Stephen Brady, Labour leader of Hull City Council, and Conservative Richard Burton, leader of East Riding of Yorkshire Council, who submitted their proposal several months ago, said the news was very welcome.

And they added: "We should be in a position to begin local consultation before the end of the year, when the detail will be much clearer on what the deal could offer to our residents and our region.”

It comes as local leaders in North Yorkshire and York start their own negotiations with government about their devolution proposal, which they hope would be worth up to £2.4bn and help make the county the first 'carbon-negative economy'.

Local leaders in the East Riding and Hull had originally hoped to join forces with councils in North Lincolnshire and North East Lincolnshire as part of a pan-Humber agreement.

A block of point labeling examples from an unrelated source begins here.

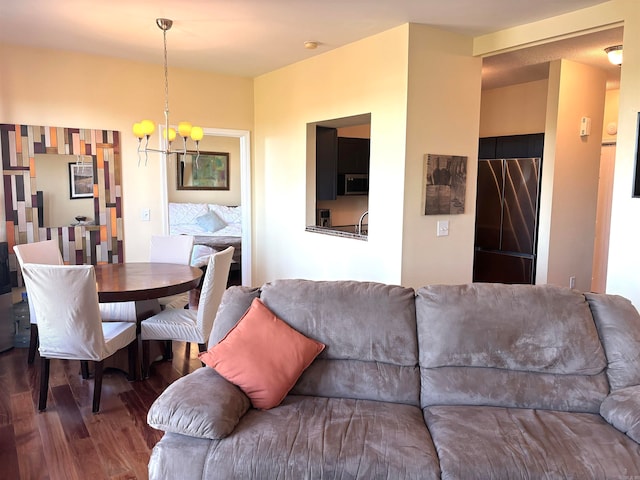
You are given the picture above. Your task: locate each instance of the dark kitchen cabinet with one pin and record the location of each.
(353, 155)
(511, 146)
(326, 163)
(337, 156)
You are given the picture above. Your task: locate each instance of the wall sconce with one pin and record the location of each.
(615, 54)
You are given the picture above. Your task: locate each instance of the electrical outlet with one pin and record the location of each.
(443, 228)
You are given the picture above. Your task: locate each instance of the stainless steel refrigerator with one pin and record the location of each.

But the two south bank authorities decided to align with the rest of Lincolnshire instead.

The Hull and East Riding document says that social cohesion is "relatively strong" across the population of 600,000, which is evenly split between the city of Hull and the surrounding area and more than 300 market and coastal towns, villages and hamlets.

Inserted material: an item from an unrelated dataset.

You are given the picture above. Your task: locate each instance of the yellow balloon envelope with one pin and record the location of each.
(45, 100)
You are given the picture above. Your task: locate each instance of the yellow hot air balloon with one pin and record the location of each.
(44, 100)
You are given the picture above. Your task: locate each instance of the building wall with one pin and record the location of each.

But the average annual salary is only 87 per cent of the national figure and the relative lack of higher paid jobs limits the area's ability to retain and attract high skilled workers.

It is hoped that with the help of the extra funding currently under the control of government new programmes can be set up which will improve access to jobs for young people and stop poverty from being passed down the generations.

Henri Murison, director of the Northern Powerhouse Partnership, which lobbies on behalf of business and civic leaders, said the Hull and East Riding proposal "has the full support of businesses on North Bank of Humber.

"Following the success of ABP securing a pan-Humber Freeport - judged the best bid in the country - there is a wealth of industrial potential in the wider region for local government, backed by Treasury, to unlock.

"In order to maximise these opportunities, we must direct further investment into sectors such as green energy, including Carbon Capture, Utilisation and Storage across the estuary and at Drax power station in Selby.

"We expect there will be further opportunities to make common cause with a North Yorkshire and York Mayoral Authority when that is agreed.

"These two authorities have our full backing in driving forward a devolution deal. Their shared interests in transforming the Hull economy - and that of its entire travel to work area - make this a coherent proposition and a key milestone in building the Northern Powerhouse."